I fully understand the damage that was done during this bizarre period in medical history, and its inexcusable.
I guess without condoning it in any way, "The Lobotomist" helped me understand in a small way why it happened.
Monumentally great television - its this sort of analysis which helps curb over-entusiastic zealots from getting carried away when the next untested scientific miracle comes along.
Radium based toothpaste for whiter teeth anyone? How about carcinogenic insecticides to make the home more comfortable? Opium based 'soothing syrup' to keep the baby quiet? They have all been touted as a great solution to our problems at some time in our past.
I guess our problem is we want the quick fix, and aren't prepared to wait and find out what the side effects really are - but history always has a habit of showing us...
but
THANK YOU MOTTS
YOUTUBE
A forum search might reveal past strings about this subject, including Icepick Wally, as I have dubbed him. Some of us have somewhat of a morbid curiosity of such subjects, and I am no exception to that. I do not recall every detail in this documentary, but I highly recommend viewing it.
*Icepick Wally is reported as using genuine icepicks from his own kitchen on his first victims.
*His partner, a legitimate surgeon in prefrontal lobotomy procedures, walked into Wally's office one time to find him pounding an icepick into somebody's head. That ended their association. Freeman was not a surgeon, nor is an office a proper operating theater.
*It's reported that during a prefrontal procedure with Dr. Watts, Wally let go of a heavy cutting instrument so he could step back and get a photo. This instrument then sunk deep into his victim's brain and killed them.

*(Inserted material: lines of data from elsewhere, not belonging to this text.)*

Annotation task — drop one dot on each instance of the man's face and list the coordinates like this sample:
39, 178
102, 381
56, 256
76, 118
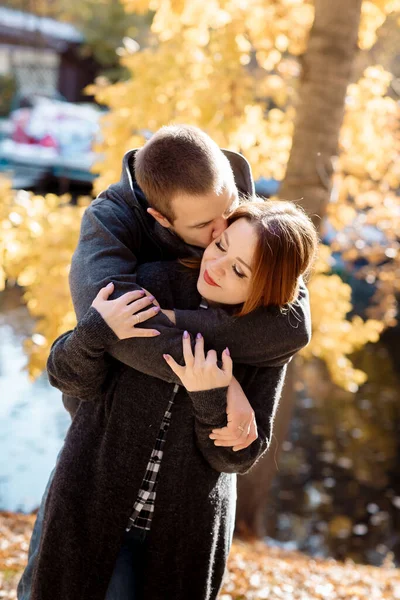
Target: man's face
200, 220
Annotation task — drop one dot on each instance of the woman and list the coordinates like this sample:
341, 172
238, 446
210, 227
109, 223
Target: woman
258, 261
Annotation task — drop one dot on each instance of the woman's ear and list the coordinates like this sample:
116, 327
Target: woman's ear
159, 218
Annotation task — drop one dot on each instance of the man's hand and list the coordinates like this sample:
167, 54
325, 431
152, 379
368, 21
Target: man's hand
241, 430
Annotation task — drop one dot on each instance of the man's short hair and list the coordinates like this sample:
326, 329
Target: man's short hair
180, 159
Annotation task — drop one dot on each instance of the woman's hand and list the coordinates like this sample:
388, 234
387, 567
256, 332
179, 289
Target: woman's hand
201, 372
122, 314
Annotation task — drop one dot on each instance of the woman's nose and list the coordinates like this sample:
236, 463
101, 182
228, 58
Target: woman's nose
218, 266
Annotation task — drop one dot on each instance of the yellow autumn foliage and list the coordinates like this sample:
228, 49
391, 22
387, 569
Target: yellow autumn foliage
230, 67
40, 234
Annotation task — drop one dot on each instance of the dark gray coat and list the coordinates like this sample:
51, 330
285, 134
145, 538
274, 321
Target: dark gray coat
117, 236
105, 456
115, 427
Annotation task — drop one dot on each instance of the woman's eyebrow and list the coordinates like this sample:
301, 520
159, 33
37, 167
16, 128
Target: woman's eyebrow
237, 258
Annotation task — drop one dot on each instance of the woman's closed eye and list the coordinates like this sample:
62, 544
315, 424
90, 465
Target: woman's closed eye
234, 267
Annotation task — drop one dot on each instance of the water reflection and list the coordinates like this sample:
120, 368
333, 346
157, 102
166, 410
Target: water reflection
33, 421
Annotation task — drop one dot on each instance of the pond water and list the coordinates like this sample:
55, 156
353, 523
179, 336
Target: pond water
337, 490
33, 421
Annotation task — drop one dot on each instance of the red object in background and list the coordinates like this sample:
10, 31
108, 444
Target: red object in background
20, 121
48, 142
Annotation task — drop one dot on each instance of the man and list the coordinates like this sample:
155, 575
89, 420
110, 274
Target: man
172, 200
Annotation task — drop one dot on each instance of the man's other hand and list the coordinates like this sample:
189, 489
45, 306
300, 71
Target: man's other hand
241, 430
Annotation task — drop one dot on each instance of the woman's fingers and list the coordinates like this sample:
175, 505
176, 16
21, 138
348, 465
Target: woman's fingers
105, 292
199, 358
177, 369
227, 365
131, 296
136, 332
138, 305
253, 435
149, 294
211, 358
187, 350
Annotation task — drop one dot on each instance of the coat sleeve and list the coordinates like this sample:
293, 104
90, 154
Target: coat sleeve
107, 251
77, 364
263, 390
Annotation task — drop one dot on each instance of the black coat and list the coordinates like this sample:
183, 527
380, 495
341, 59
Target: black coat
106, 453
120, 410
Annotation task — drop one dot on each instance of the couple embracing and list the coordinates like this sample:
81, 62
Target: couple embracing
190, 302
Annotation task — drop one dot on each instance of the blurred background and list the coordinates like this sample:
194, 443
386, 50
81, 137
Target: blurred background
309, 92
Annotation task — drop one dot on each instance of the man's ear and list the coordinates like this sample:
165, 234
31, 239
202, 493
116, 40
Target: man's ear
159, 218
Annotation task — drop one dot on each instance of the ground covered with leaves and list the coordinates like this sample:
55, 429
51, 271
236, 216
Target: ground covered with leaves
256, 571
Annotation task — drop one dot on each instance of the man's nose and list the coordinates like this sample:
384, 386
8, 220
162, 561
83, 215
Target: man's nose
219, 227
218, 266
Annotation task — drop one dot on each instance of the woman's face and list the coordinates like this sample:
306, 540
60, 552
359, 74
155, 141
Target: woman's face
226, 267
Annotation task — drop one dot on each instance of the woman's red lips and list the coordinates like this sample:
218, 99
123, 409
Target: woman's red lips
208, 279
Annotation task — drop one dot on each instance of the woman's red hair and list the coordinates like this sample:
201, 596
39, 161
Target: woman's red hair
286, 248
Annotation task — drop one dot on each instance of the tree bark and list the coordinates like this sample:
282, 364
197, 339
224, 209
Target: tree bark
327, 69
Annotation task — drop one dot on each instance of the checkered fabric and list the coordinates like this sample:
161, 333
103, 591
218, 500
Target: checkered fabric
143, 509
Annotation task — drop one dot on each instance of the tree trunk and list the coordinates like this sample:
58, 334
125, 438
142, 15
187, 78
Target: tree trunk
327, 69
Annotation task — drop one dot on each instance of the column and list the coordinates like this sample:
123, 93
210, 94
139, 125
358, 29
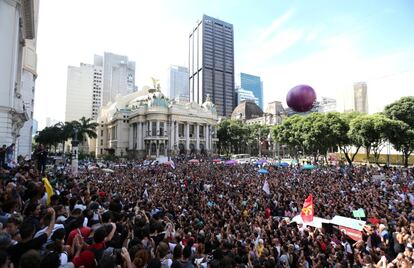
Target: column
171, 135
187, 136
130, 137
197, 137
177, 137
206, 137
140, 136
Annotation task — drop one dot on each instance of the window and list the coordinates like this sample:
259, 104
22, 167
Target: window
192, 131
201, 131
154, 128
181, 130
161, 128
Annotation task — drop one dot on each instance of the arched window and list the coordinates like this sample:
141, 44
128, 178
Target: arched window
153, 148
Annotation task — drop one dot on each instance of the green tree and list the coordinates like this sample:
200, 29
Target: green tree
401, 136
289, 133
372, 131
85, 128
403, 110
224, 136
344, 140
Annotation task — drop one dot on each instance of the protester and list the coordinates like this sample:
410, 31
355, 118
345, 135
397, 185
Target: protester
203, 215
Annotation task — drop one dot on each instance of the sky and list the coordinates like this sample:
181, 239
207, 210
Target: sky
326, 44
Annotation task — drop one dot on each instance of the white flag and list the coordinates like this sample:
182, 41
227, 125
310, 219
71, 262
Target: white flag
266, 187
145, 194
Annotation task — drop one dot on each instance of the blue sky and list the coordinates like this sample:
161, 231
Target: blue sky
327, 44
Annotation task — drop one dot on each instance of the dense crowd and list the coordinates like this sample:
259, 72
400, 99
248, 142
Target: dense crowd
202, 215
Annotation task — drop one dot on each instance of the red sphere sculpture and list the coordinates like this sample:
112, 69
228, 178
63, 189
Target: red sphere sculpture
301, 98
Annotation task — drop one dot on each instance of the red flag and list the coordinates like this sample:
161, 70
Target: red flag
307, 210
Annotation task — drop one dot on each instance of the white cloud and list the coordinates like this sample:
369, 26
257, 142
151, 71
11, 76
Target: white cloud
275, 25
71, 32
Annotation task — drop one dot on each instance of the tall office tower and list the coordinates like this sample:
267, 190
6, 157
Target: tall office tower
253, 84
211, 64
243, 95
79, 92
118, 76
18, 24
177, 83
360, 97
28, 78
327, 105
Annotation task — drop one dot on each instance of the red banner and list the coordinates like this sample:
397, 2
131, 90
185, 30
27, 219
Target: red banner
351, 233
307, 210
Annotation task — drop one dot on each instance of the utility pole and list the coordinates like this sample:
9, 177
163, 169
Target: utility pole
75, 151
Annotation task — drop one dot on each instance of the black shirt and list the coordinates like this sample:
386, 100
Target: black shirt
19, 249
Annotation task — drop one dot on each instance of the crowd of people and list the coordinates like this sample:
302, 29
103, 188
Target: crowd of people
202, 215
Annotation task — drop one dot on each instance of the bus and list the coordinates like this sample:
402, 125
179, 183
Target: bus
241, 158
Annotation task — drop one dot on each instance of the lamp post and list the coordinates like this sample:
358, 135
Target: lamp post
75, 151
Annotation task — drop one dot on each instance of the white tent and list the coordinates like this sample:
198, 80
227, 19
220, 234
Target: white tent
348, 222
317, 222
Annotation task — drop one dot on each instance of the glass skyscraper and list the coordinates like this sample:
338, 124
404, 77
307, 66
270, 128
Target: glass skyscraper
254, 84
211, 64
177, 83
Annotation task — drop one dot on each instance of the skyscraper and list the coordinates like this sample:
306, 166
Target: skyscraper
18, 24
118, 76
327, 105
243, 95
360, 97
254, 84
89, 86
79, 92
177, 83
211, 64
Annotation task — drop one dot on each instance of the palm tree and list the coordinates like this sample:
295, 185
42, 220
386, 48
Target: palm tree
86, 128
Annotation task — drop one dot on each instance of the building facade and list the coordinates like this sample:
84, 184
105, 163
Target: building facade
211, 64
147, 124
243, 95
177, 83
79, 92
253, 84
18, 21
118, 76
361, 97
327, 105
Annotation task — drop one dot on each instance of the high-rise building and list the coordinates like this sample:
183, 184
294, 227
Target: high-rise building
35, 127
254, 84
18, 24
243, 95
79, 92
211, 64
50, 122
327, 105
118, 76
177, 83
360, 97
89, 86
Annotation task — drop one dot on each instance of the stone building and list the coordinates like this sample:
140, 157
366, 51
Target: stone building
146, 123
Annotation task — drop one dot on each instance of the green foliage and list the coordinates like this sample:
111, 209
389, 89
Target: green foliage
236, 137
372, 131
403, 110
61, 132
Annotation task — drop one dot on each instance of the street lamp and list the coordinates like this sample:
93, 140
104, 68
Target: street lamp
75, 150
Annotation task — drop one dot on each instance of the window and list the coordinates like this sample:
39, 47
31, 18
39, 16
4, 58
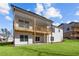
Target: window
59, 30
24, 24
23, 38
37, 39
68, 29
52, 38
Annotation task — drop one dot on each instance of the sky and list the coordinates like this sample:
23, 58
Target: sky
57, 12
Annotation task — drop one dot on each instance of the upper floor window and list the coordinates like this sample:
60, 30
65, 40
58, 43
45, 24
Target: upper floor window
59, 30
24, 24
68, 29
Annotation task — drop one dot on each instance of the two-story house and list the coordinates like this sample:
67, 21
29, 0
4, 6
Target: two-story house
30, 28
71, 30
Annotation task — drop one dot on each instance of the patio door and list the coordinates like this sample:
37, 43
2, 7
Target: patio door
37, 39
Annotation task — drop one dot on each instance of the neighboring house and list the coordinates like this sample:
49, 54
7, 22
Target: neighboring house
31, 28
71, 30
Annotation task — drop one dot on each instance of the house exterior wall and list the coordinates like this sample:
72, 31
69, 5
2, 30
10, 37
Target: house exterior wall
58, 35
73, 32
17, 39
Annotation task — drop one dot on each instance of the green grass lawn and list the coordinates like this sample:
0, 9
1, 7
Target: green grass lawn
66, 48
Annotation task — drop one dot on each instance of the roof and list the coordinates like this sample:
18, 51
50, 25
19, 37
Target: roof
30, 12
62, 24
74, 22
56, 26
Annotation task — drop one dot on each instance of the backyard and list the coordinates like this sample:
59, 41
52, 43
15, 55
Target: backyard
66, 48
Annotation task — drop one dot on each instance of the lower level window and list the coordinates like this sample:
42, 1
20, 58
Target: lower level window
52, 38
37, 39
23, 38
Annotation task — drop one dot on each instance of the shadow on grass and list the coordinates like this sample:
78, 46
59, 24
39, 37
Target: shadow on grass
44, 52
6, 44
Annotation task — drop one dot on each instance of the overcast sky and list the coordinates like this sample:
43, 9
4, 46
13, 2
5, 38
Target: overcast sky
59, 13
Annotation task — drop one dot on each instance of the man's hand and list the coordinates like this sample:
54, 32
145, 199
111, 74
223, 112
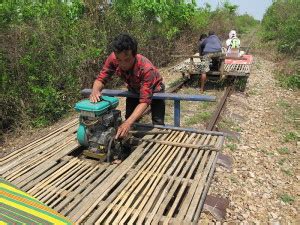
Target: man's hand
95, 96
123, 130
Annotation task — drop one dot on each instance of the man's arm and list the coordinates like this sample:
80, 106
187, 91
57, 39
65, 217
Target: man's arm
96, 91
137, 113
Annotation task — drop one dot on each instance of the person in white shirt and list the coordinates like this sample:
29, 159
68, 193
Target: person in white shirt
233, 44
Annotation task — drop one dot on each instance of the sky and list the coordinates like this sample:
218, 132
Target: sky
255, 8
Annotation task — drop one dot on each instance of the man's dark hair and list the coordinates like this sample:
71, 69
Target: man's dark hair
124, 42
202, 36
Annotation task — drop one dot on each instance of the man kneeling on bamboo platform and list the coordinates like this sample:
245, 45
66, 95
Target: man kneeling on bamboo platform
141, 78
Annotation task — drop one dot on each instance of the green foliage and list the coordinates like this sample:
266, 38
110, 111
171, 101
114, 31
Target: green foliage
290, 81
281, 23
52, 49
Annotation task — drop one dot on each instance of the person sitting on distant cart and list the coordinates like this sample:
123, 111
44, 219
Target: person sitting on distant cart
209, 48
233, 44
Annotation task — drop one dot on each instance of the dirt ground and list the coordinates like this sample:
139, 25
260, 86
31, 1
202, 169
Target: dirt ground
263, 185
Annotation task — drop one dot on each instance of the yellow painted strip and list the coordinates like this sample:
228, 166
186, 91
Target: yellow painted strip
33, 212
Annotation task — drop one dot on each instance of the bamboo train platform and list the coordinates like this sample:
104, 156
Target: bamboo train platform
238, 68
164, 180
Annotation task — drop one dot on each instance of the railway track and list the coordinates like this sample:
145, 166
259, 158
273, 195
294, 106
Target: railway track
164, 180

I am certainly no professional in the field, but I believe that lobotomy is a "heroic" procedure that is considered as a last resort. Icepick Wally roamed the countryside pounding icepicks into people's heads, slicing frontal lobes to shreds, as though he was curing the sniffles for everyone. This egotistical man felt his ability as a showman was far more valuable than human life. He was indeed a true madman.
But then, this is all just my opinion. I just call it as I see it. Your mileage may vary.
For more on this subject, the wayback machine on archive dot org might still cough up lobotomy dot info. There you can read the original instructional manual for the Freeman and Watts prefrontal lobotomy procedure. If you dare.
BTW It's still available on the PBS site, but it's been taken down from Youtube.
Apparently there are some who felt helped after having a lobotomy. I imagine they are few, but one was a seemingly otherwise normal woman who said it worked wonders for her.
this is the link
http://www.dailymotion...tomist_news?start=50
Clearly for some patients at the time, the lobotomy was a treatment that worked and helped at least their caregivers. Clearly, it was also abused by overuse - this is nothing specific to that era. Look at the ADHD diagnoses handed out left and right.
But, there's a second part to the story that is missed. The profit motive.
Consider that the lobotomy was a quick and simple procedure that I'm sure if done without showing off would be quite safe. It's a one shot deal.
What replaced it? "Chemical lobotomies" (as stated on the show) which involve a never-ending drugs regimen which means big-time sponsorship from drugs companies, nice symposia for doctors and better yet, patients who will never be able to leave the practitioner's care. Money for all!
So let's not think that what came after lobotomy is lollipops and flowers. It is still a lobotomized population and if you live in a large city, it's also a population that now lives in a cardboard box near you if they leave the chemical diet - which has very negative consequences too.